Le 7e trou est un par quatre dont le départ est au 13e trou jusqu’au côté d’Eden, qui accueille habituellement le 11e trou (habituellement un par trois). Ces coups ont été à la hauteur des attentes, le deuxième coup sur le 7e trou étant probablement le point culminant de notre année de golf. Lors de notre coup de départ, nous avons tous les trois manqué de distance, nos balles tombant du ciel comme des débris et atterrissant à court ou dans la fosse de sable Hill, l’un des pires endroits du parcours. Tous les trois, nous avons ri. Nous nous sommes regardés les uns les autres et avons savouré ce moment.

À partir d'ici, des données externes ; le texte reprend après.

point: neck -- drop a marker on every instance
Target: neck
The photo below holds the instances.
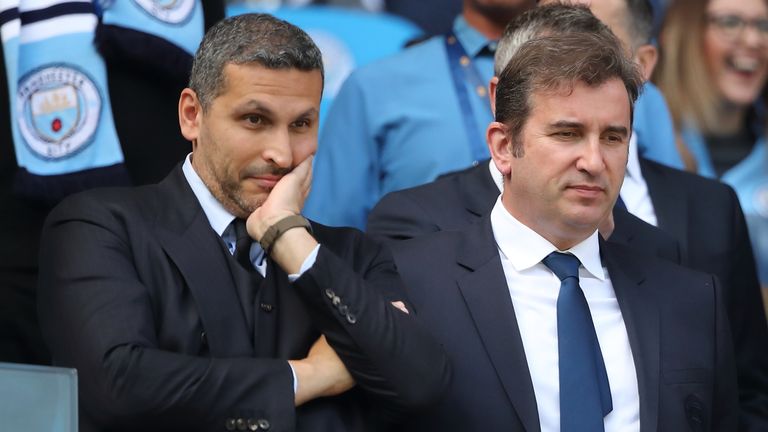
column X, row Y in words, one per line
column 562, row 237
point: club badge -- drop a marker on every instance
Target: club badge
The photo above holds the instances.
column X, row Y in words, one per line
column 58, row 110
column 169, row 11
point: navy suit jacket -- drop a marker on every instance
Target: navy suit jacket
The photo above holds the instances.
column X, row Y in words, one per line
column 674, row 316
column 705, row 217
column 701, row 226
column 136, row 293
column 463, row 197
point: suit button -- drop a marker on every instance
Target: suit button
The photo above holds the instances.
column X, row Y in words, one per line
column 230, row 424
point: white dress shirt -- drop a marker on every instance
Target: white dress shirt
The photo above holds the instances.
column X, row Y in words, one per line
column 634, row 190
column 534, row 290
column 220, row 220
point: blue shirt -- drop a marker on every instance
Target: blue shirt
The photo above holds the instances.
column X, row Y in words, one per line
column 394, row 124
column 654, row 128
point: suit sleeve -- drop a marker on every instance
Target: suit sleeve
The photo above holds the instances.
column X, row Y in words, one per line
column 725, row 410
column 97, row 315
column 345, row 182
column 399, row 217
column 750, row 332
column 387, row 352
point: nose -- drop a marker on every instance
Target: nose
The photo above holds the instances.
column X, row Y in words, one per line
column 591, row 157
column 278, row 149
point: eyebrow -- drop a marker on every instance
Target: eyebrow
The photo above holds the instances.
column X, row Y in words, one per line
column 576, row 125
column 253, row 105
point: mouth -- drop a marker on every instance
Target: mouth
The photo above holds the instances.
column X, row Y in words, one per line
column 587, row 191
column 266, row 181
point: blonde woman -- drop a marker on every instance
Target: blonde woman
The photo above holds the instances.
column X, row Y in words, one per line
column 712, row 70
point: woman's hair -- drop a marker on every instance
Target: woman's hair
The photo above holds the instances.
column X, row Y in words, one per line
column 682, row 73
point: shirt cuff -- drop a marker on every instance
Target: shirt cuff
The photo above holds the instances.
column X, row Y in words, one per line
column 309, row 261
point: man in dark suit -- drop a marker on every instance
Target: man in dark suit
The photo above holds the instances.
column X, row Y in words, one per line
column 458, row 199
column 206, row 302
column 702, row 216
column 560, row 143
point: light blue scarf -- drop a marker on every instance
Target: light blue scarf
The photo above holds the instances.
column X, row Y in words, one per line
column 62, row 126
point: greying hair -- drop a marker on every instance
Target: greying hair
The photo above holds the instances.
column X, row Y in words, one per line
column 557, row 62
column 249, row 38
column 552, row 18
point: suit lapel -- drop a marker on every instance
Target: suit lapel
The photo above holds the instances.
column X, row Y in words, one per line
column 669, row 203
column 485, row 292
column 184, row 232
column 478, row 190
column 640, row 311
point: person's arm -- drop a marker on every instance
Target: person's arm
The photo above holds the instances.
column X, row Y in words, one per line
column 748, row 323
column 399, row 217
column 350, row 301
column 99, row 315
column 725, row 412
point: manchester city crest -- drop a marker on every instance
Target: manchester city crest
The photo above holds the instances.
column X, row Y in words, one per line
column 170, row 11
column 58, row 110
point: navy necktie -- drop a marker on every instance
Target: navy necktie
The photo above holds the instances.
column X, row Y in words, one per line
column 585, row 394
column 243, row 243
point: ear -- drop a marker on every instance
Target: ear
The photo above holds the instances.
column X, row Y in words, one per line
column 500, row 146
column 646, row 56
column 492, row 93
column 190, row 113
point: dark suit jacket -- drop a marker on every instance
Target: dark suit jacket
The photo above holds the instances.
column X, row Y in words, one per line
column 705, row 217
column 702, row 215
column 136, row 293
column 463, row 197
column 674, row 317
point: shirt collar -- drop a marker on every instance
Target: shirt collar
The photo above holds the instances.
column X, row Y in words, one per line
column 524, row 247
column 218, row 216
column 633, row 161
column 472, row 40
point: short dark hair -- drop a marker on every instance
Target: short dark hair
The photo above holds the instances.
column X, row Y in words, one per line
column 555, row 62
column 250, row 38
column 554, row 18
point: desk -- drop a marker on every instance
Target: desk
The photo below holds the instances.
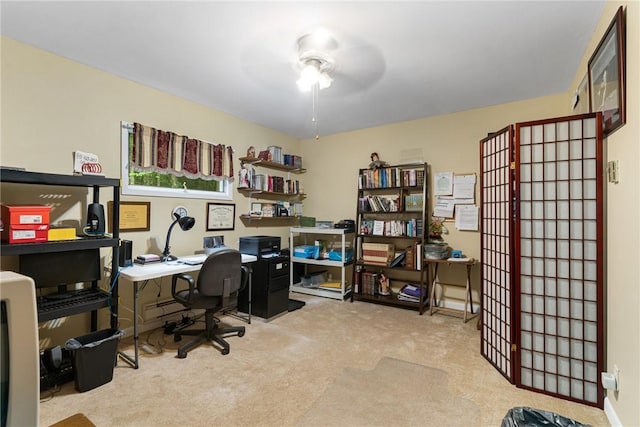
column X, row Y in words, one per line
column 140, row 275
column 434, row 263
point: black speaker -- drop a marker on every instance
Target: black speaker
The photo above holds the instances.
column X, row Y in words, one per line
column 126, row 251
column 95, row 218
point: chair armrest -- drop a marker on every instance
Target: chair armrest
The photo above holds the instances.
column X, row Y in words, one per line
column 183, row 277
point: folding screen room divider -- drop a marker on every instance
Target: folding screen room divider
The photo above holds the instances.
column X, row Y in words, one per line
column 542, row 254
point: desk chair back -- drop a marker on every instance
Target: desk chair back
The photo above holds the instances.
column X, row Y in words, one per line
column 220, row 279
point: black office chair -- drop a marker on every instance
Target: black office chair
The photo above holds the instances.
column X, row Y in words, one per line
column 220, row 280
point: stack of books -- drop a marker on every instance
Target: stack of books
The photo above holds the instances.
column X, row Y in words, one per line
column 410, row 292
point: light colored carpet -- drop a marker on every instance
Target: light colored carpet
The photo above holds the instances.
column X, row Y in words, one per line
column 416, row 395
column 277, row 372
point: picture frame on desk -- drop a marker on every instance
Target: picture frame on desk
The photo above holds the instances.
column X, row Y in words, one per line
column 221, row 216
column 607, row 76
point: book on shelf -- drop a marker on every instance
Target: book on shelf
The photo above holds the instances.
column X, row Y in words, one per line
column 465, row 259
column 378, row 228
column 377, row 253
column 411, row 292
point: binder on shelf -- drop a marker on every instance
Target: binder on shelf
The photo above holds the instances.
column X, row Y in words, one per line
column 397, row 261
column 377, row 253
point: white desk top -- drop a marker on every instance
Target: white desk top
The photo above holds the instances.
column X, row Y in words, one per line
column 155, row 270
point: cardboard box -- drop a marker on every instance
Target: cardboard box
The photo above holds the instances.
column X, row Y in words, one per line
column 25, row 214
column 25, row 233
column 377, row 253
column 25, row 223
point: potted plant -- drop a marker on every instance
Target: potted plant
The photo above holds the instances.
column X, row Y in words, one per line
column 436, row 247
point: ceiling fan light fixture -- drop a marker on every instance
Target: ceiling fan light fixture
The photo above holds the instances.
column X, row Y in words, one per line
column 313, row 74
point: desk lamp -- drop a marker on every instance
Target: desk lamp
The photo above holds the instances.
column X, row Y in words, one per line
column 186, row 223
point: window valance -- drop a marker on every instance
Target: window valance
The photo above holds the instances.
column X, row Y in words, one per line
column 167, row 152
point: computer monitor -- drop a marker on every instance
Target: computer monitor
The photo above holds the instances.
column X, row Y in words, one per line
column 19, row 351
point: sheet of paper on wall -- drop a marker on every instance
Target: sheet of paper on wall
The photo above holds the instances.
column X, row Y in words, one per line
column 467, row 217
column 444, row 207
column 464, row 186
column 443, row 184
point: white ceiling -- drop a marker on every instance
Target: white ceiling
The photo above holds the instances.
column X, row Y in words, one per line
column 395, row 60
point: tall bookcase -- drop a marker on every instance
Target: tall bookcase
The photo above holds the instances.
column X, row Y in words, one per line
column 391, row 227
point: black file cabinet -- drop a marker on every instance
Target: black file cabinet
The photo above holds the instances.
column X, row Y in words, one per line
column 269, row 288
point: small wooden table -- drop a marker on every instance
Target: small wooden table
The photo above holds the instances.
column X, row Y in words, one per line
column 435, row 263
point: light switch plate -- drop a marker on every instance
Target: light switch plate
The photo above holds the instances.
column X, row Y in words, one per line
column 612, row 171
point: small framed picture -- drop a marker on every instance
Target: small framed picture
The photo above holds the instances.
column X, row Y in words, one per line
column 607, row 76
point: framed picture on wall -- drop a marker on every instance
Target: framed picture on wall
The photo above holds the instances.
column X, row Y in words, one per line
column 220, row 216
column 607, row 76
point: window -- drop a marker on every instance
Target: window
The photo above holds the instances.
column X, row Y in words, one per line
column 160, row 163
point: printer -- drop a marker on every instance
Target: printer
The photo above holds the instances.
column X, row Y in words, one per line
column 260, row 246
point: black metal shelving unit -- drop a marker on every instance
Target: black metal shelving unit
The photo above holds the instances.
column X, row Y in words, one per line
column 90, row 299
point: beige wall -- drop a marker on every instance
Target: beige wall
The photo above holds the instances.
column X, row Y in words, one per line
column 623, row 225
column 446, row 143
column 52, row 106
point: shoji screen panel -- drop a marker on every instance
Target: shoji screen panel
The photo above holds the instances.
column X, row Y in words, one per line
column 559, row 248
column 496, row 198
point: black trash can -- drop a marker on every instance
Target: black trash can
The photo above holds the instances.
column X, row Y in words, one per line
column 94, row 356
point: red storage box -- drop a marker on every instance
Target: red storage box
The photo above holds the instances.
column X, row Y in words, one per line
column 25, row 223
column 25, row 214
column 26, row 233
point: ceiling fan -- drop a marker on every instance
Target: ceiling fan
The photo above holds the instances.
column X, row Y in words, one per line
column 315, row 60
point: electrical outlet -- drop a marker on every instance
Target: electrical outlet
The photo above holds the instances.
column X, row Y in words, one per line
column 613, row 172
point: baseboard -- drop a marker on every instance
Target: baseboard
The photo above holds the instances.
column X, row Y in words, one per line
column 614, row 421
column 458, row 305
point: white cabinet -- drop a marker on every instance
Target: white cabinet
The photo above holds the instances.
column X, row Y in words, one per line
column 341, row 241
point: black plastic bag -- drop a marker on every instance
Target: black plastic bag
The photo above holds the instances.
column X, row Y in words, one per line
column 529, row 417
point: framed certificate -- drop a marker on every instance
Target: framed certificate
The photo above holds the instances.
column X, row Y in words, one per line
column 134, row 216
column 220, row 216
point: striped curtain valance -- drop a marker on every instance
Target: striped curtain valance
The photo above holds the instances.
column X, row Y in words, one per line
column 166, row 152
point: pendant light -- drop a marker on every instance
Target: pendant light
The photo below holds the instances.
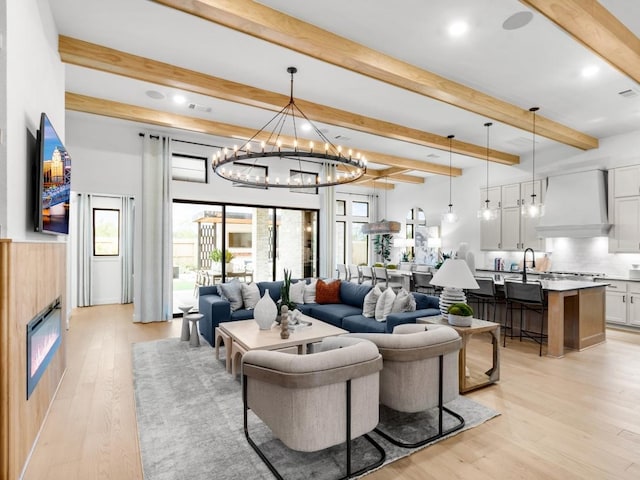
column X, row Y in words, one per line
column 535, row 208
column 487, row 213
column 450, row 216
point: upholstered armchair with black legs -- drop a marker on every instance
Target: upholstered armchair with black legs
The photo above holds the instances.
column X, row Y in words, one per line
column 315, row 401
column 420, row 371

Alors que nous étions arrivés à l’extrémité du parcours, le vent avait inexplicablement tourné et soufflait maintenant sur notre droite, en provenance de la mer du Nord. La fosse de sable Admiral se trouvait dans la zone d’atterrissage où nous voulions frapper nos balles, à environ 225 verges du té. Après cet obstacle, il y avait beaucoup d’espace sur la droite. La question était si nous allions être en mesure de franchir les ajoncs et les broussailles, compte tenu de la force du vent. Si vous optez pour un coup retenu, il faut craindre d’aller trop loin lors du coup suivant sur l’un des verts les plus étroits et les mieux protégés du golf. Le coup de départ est un coup en montée au-dessus de la fosse de sable Hill, avec la fosse de sable Strath sur le côté droit et une dépression abrupte sur le côté gauche. Lorsque vous tentez d’atteindre le vert depuis la droite à un angle de 45 degrés, comme je l’ai fait à plusieurs reprises, ces obstacles représentent un défi plus objectif. Bien que peu profond, le vert représente une cible amplement suffisante avec ses 40 verges de largeur. Mais lorsque le trou est joué en sens inverse et avec un coup supplémentaire à exécuter (par quatre), chaque danger et chaque élément rehausse le défi. Notre esprit étant en ébullition et les conditions météorologiques du début du mois d’avril se dégradant, nous luttons pour nos vies.
Après avoir effectué The Loop, sans doute la partie la plus complexe du parcours avec les 9e et 10e trous qui s’entrecroisent comme ils le font normalement, nous avons décidé qu’un roulé au steak et une boisson à base de Bovril étaient nécessaires avant de s’attaquer aux 10e et 11e trous. Après une pause salutaire des conditions météorologiques, nous nous sommes sentis revigorés et prêts pour les nouveaux défis qui nous attendaient. Après nous être lavé les mains dans ce qui est certainement l’eau de robinet la plus chaude de la planète, nous avons joué les 10e et 11e trous (d’un point de vue passionnant sur le vert d’Eden). Puis, nous sommes repartis vers la ville, avec les bâtiments qui devenaient de plus en plus imposants au fil es coups et le temps qui continuait à se détériorer.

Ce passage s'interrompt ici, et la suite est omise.